I have a list of company names that I would like to turn into tickers. Here is the reproducible code to create the list of names that I have:
companynames=structure(list(V1 = structure(1:41, .Label = c("AETNA INC", "ANTHEM INC",
"APPLE INC", "ASPEN INSURANCE HOLDINGS LTD", "BARRICK GOLD CORP",
"BEST BUY CO INC", "CAREFUSION CORP", "CBS CORP-CLASS B NON VOTING",
"CIGNA CORP", "COMPUTER SCIENCES CORP", "COMPUWARE CORP", "COVENTRY HEALTH CARE INC",
"DELPHI AUTOMOTIVE PLC", "DST SYSTEMS INC", "EINSTEIN NOAH RESTAURANT GRO",
"ENSCO PLC-CL A", "EXPEDIA INC", "FIFTH STREET FINANCE CORP",
"GENERAL MOTORS CO", "GENWORTH FINANCIAL INC-CL A", "GREEN BRICK PARTNERS INC",
"HESS CORP", "HUMANA INC", "HUNTINGTON INGALLS INDUSTRIE", "LEGG MASON INC",
"MARKET VECTORS GOLD MINERS", "MARVELL TECHNOLOGY GROUP LTD",
"MICROSOFT CORP", "NCR CORPORATION", "NVR INC", "OAKTREE CAPITAL GROUP LLC",
"REPUBLIC AIRWAYS HOLDINGS IN", "SEAGATE TECHNOLOGY", "SPRINT COMMUNICATIONS INC",
"STARZ - A", "STATE BANK FINANCIAL CORP", "SYMMETRICOM INC",
"TESSERA TECHNOLOGIES INC", "UNITEDHEALTH GROUP INC", "VIRGIN MEDIA INC/OLD",
"XEROX CORP"), class = "factor")), .Names = "V1", class = "data.frame", row.names = c(NA,
-41L))
This gives me something along the lines of:
head(companynames)
V1
1 AETNA INC
2 ANTHEM INC
3 APPLE INC
4 ASPEN INSURANCE HOLDINGS LTD
5 BARRICK GOLD CORP
6 BEST BUY CO INC
I would like another column that outputed the tickers of each of these companies. So for the first row I should get AET, second row would be ATHN, and third row would be AAPL, etc. My example is in R, but any solution in python or R would be very helpful. I am not sure if there is already a function that does it or how the best approach would be to create a function if it does not exist.
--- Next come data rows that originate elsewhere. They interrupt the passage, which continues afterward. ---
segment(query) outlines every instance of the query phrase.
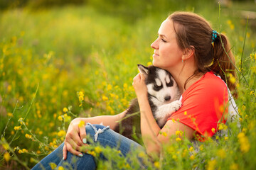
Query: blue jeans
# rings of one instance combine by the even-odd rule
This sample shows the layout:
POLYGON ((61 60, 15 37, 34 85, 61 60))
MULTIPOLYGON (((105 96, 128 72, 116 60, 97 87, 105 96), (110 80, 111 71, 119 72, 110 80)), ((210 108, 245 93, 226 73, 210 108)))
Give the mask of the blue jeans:
MULTIPOLYGON (((111 148, 116 148, 120 150, 124 157, 131 151, 132 148, 144 151, 142 145, 115 132, 110 129, 109 127, 105 127, 100 125, 92 125, 87 123, 85 129, 87 135, 92 137, 94 139, 94 142, 100 142, 100 145, 104 147, 109 146, 111 148)), ((90 143, 90 144, 93 144, 93 143, 90 143)), ((64 143, 61 144, 56 149, 38 162, 32 170, 52 169, 50 165, 50 163, 56 164, 58 166, 57 169, 60 166, 63 166, 65 169, 80 170, 96 169, 97 162, 95 162, 95 158, 90 154, 83 153, 83 156, 80 157, 68 152, 67 159, 63 160, 63 146, 64 143)), ((100 158, 107 159, 107 155, 101 155, 100 158)), ((139 163, 138 162, 138 164, 139 163)))

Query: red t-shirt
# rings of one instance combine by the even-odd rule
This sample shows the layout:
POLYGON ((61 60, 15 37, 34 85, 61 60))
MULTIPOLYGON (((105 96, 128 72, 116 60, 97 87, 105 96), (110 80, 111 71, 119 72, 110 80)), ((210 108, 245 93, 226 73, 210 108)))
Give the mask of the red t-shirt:
POLYGON ((207 72, 182 94, 182 106, 168 120, 175 120, 196 131, 198 140, 212 137, 220 120, 225 123, 228 115, 228 95, 225 82, 207 72))

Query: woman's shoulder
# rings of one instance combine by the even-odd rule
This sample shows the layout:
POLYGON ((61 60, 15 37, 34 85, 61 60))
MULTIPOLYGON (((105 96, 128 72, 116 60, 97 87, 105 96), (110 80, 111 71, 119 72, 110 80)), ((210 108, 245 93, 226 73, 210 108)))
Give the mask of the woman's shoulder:
POLYGON ((207 72, 198 81, 189 86, 183 96, 198 94, 198 91, 200 94, 223 94, 223 91, 226 90, 227 85, 223 79, 213 72, 207 72))

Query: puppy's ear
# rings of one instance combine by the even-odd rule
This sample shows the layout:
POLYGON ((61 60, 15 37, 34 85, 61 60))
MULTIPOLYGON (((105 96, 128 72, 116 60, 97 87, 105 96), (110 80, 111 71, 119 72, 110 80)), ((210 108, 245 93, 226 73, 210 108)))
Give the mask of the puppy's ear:
POLYGON ((138 64, 138 69, 139 72, 142 73, 146 78, 149 74, 149 68, 144 65, 138 64))

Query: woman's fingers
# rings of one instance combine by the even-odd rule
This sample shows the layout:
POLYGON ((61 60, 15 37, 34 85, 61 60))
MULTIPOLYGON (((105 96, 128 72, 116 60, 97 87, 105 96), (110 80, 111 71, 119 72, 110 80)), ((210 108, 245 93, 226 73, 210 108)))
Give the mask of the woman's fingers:
POLYGON ((79 126, 79 134, 80 140, 82 141, 83 144, 86 144, 87 140, 86 140, 86 130, 85 130, 85 126, 80 125, 79 126))
POLYGON ((65 160, 67 159, 67 146, 65 142, 64 143, 63 149, 63 159, 65 160))
POLYGON ((78 157, 82 157, 82 153, 80 152, 77 151, 76 149, 74 149, 74 147, 72 146, 70 143, 65 142, 66 145, 67 145, 67 150, 72 153, 73 154, 77 155, 78 157))

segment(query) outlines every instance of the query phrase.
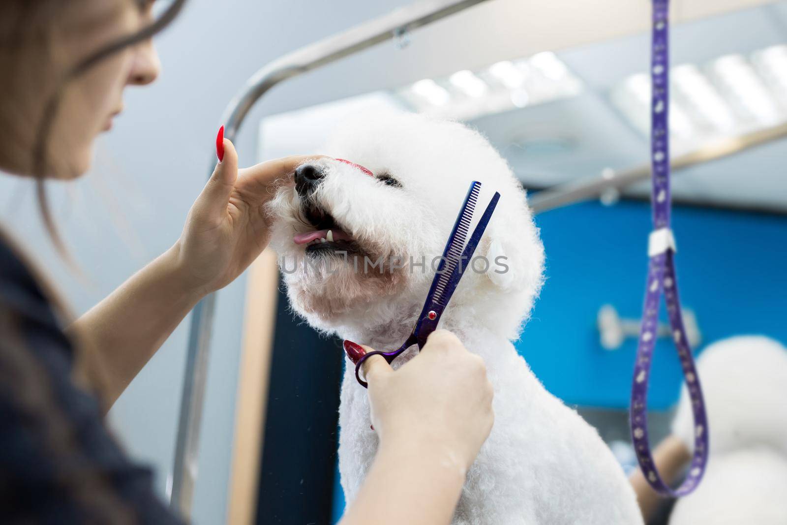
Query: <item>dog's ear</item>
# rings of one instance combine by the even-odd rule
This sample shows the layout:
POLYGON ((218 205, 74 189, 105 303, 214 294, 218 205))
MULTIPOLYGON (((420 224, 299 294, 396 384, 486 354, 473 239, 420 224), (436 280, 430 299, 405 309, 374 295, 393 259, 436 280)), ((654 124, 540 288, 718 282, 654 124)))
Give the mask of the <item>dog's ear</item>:
POLYGON ((492 284, 506 292, 538 294, 543 280, 544 246, 523 193, 521 202, 509 201, 498 206, 486 235, 486 275, 492 284))

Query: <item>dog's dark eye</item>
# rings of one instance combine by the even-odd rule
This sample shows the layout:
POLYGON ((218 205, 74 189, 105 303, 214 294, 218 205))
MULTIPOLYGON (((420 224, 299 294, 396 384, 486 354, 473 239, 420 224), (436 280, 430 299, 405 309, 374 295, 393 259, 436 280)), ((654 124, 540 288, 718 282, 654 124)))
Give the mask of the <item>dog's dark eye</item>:
POLYGON ((386 186, 390 186, 394 188, 401 187, 401 183, 392 177, 389 173, 382 173, 377 176, 377 179, 386 186))

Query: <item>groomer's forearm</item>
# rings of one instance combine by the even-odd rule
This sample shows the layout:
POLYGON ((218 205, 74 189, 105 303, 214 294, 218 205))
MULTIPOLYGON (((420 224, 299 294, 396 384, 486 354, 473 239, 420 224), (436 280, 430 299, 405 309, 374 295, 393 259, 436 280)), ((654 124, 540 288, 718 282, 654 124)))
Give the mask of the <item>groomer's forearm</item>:
POLYGON ((439 449, 382 447, 339 525, 451 523, 465 472, 439 449))
MULTIPOLYGON (((177 266, 172 248, 77 320, 68 331, 90 345, 105 375, 111 406, 201 298, 177 266)), ((77 370, 78 373, 86 374, 77 370)))

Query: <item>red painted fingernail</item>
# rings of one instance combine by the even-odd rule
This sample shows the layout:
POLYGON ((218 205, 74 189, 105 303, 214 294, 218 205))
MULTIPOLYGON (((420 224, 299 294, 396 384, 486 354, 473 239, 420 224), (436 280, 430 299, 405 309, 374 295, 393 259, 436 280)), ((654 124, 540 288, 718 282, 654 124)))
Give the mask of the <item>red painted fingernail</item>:
POLYGON ((366 355, 366 350, 364 349, 364 347, 352 341, 345 341, 343 346, 345 353, 347 354, 353 364, 357 364, 360 358, 366 355))
POLYGON ((224 127, 219 128, 219 135, 216 135, 216 156, 219 162, 224 160, 224 127))

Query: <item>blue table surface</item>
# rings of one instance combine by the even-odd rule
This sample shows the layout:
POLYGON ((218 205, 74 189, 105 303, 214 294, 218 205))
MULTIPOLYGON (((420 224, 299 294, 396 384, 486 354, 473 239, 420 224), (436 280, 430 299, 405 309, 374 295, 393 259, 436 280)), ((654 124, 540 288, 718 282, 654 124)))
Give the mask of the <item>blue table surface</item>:
MULTIPOLYGON (((597 315, 612 305, 641 315, 651 229, 648 202, 597 202, 538 215, 546 282, 516 349, 545 387, 572 405, 625 409, 636 339, 606 350, 597 315)), ((676 206, 673 230, 682 304, 694 311, 702 344, 743 334, 787 342, 787 217, 676 206)), ((663 315, 662 319, 666 319, 663 315)), ((682 375, 668 340, 656 345, 648 407, 678 400, 682 375)), ((344 510, 336 478, 334 523, 344 510)))

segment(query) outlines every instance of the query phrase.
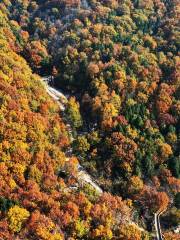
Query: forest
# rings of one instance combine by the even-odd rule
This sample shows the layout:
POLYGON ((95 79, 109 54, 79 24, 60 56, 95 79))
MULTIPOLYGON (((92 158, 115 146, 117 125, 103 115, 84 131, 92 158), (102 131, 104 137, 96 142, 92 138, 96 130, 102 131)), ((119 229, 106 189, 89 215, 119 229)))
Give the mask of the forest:
POLYGON ((178 0, 0 1, 0 239, 153 240, 155 213, 180 239, 179 16, 178 0))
You can use @Joshual Ulrich's TTR
package to get a mapping of company names to tickers and perform lookups against your companynames
object. Ideally, your list of names would be accurate / properly formatted, but since it's not you will have to do a bit of extra leg work to get some of the symbols. For example,
stock.symbols <- TTR::stockSymbols()
stock.symbols$adj_name <- gsub("[\\.\\,]", "", toupper(stock.symbols$Name)) # quick adjustments
##
companynames$Symbol <- sapply(companynames[,1], function(x) {
stock.symbols[grep(x, stock.symbols$adj_name)[1], 1]
})
##
R> na.omit(companynames)
# V1 Symbol
#1 AETNA INC AET
#2 ANTHEM INC ANTM
#3 APPLE INC AAPL
#5 BARRICK GOLD CORP ABX
#6 BEST BUY CO INC BBY
#9 CIGNA CORP CI
#10 COMPUTER SCIENCES CORP CSC
#13 DELPHI AUTOMOTIVE PLC DLPH
#14 DST SYSTEMS INC DST
#17 EXPEDIA INC EXPE
#18 FIFTH STREET FINANCE CORP FSC
#19 GENERAL MOTORS CO GM
#21 GREEN BRICK PARTNERS INC GRBK
#22 HESS CORP HES
#23 HUMANA INC HUM
#24 HUNTINGTON INGALLS INDUSTRIE HII
#25 LEGG MASON INC LM
#27 MARVELL TECHNOLOGY GROUP LTD MRVL
#28 MICROSOFT CORP MSFT
#29 NCR CORPORATION NCR
#30 NVR INC NVR
#31 OAKTREE CAPITAL GROUP LLC OAK
#32 REPUBLIC AIRWAYS HOLDINGS IN RJET
#33 SEAGATE TECHNOLOGY STX
#36 STATE BANK FINANCIAL CORP STBZ
#38 TESSERA TECHNOLOGIES INC TSRA
#39 UNITEDHEALTH GROUP INC UNH
#41 XEROX CORP XRX
So just using a few basic transformations (setting the Names
column to uppercase and removing .
s and ,
s), you can match 28 out of 41 of the inputs. Most of the remaining non-matching cases could probably be solved by simple substitutions of either your input names or the adj_names
column in stock.symbols
, e.g. CORP
vs CORPORATION
, etc... And as pointed out in the comments above, if you have company names that aren't traded on any of the NASDAQ
, AMEX
, or NYSE
exchanges, you will have to pull in some more external data.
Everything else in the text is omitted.